7 Die Beschwerde zeigt zwar auf, dass das Verwaltungsgericht zu der behaupteten Grundwasserabsenkung und dem konkreten Aufwand in finanzieller, zeitlicher oder sonstiger Hinsicht diejenigen Personen als Zeugen hätte vernehmen können, die bereits schriftliche Erklärungen abgegeben haben. Die Beschwerde erklärt sich jedoch nicht dazu, weshalb vor dem Tatsachengericht die Nichterhebung der Beweise nicht rechtzeitig gerügt worden ist.

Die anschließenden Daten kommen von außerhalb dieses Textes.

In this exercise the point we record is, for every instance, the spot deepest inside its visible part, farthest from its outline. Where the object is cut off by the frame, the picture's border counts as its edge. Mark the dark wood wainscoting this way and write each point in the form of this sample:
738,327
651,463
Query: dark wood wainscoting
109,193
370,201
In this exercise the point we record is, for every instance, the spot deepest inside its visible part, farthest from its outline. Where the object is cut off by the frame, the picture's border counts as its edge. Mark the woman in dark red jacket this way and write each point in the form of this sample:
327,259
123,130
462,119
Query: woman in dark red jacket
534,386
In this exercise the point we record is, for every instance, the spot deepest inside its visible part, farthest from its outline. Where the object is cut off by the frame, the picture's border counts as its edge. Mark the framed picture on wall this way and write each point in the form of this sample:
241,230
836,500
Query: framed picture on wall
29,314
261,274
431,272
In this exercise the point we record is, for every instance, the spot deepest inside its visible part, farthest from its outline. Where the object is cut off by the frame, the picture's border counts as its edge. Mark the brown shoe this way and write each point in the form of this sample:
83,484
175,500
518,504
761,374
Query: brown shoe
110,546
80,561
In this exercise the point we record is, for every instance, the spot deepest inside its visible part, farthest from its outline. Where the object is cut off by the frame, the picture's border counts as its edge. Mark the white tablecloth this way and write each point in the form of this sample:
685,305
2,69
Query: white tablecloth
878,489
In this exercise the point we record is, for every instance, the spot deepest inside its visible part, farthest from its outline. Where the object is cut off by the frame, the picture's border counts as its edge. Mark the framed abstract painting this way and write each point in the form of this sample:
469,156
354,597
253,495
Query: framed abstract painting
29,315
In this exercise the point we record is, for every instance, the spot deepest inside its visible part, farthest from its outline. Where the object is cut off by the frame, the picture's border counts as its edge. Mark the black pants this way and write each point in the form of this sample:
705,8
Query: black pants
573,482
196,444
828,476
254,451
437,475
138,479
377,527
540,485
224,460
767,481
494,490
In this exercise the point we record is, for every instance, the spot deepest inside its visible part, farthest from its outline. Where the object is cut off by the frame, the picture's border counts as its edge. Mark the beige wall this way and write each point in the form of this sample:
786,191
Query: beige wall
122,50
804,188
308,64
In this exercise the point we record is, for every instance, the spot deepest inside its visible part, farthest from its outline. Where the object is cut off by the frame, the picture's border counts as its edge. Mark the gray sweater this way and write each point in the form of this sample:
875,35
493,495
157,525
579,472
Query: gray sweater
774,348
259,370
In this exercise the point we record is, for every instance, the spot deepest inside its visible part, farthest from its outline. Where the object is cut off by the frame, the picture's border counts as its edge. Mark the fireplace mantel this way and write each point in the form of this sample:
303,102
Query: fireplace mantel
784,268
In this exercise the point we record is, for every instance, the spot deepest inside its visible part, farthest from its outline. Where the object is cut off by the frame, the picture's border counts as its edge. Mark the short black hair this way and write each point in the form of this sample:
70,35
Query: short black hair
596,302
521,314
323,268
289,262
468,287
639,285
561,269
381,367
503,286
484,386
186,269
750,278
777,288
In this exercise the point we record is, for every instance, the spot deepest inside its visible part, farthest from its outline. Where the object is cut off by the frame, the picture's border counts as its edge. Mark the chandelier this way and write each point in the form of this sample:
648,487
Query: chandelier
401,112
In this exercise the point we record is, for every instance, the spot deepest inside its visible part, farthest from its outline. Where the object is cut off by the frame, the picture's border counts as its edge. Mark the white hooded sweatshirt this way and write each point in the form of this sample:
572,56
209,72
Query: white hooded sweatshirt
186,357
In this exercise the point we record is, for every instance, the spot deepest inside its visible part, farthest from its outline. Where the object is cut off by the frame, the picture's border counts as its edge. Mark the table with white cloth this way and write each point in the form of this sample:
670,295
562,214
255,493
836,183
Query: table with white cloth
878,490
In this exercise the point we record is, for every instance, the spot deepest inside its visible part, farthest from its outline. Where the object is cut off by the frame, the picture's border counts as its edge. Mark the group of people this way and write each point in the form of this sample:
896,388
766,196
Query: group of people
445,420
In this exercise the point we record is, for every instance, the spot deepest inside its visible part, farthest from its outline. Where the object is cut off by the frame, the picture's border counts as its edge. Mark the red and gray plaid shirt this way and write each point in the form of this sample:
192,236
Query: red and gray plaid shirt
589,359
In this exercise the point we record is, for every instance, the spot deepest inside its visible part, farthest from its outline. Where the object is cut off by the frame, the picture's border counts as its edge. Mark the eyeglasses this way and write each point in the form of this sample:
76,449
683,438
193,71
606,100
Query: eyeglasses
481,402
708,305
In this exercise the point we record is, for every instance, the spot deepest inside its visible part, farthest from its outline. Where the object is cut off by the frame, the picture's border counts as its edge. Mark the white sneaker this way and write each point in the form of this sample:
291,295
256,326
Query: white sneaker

Die Beigeladenen haben mit Schriftsatz vom 18. Oktober 2005 vor dem Verwaltungsgericht vorgetragen, dass das Gebäude infolge der Grundwasserprobleme unbewohnbar und abbruchreif gewesen sei. Die erforderliche Grundwasserabsenkung hätten die Beigeladenen aus eigenen Mitteln bewerkstelligt. Ausweislich der Sitzungsniederschrift hat der Bevollmächtigte der Klägerin in der mündlichen Verhandlung weder eine Beweisaufnahme angeregt noch entsprechende Beweisanträge gestellt. Dem Verwaltungsgericht hätte sich auch die Beweisaufnahme nicht aufdrängen müssen. Nach der Rechtsprechung des Bundesverwaltungsgerichts dürfen die Anforderungen an den dem Erwerber obliegenden Nachweis der Vornahme geeigneter Investitionen im wesentlichen Umfang nicht überspannt werden, ohne dass zugleich die Widerlegungsmöglichkeiten der anderen Verfahrensbeteiligten unzulässig beschnitten werden dürfen. In jedem Fall bleibt der Erwerber verpflichtet, die getätigten Aufwendungen substanziiert und schlüssig darzulegen (Urteil vom 16. Oktober 1997 - BVerwG 7 C 7.97 - Buchholz 428 § 4 VermG Nr. 50 S. 110 <116>). Die Beigeladenen haben im Klageverfahren unter Hinweis auf die möglichen Zeugen Z., H., E. und Dr. S. schlüssig vorgetragen, dass das Gebäude wegen der Grundwasserprobleme unbewohnbar und abrissreif gewesen sei. Die in dem Verfahren A 1 K 1189/97 (VG Halle) eingereichte Fotodokumentation habe den völlig desolaten Zustand des Hauses bewiesen. Dieser Vortrag war für das Verwaltungsgericht aufgrund der vorliegenden Akten nachvollziehbar. In den Akten befindet sich eine Fotodokumentation, die geeignet ist, über den Zustand des Gebäudes Aufschluss zu geben. Ferner befinden sich in den Akten schriftliche Stellungnahmen der Herren H., E., Z. und Dr. S. Auf diesen Akteninhalt hat das Verwaltungsgericht zutreffend entscheidungserheblich abgestellt.

8 Die Kostenentscheidung beruht auf § 154 Abs. 2, Abs. 3 VwGO, die Festsetzung des Streitwerts auf § 47 Abs. 1 Satz 1 und Abs. 3 i.V.m. § 52 Abs. 1 GKG.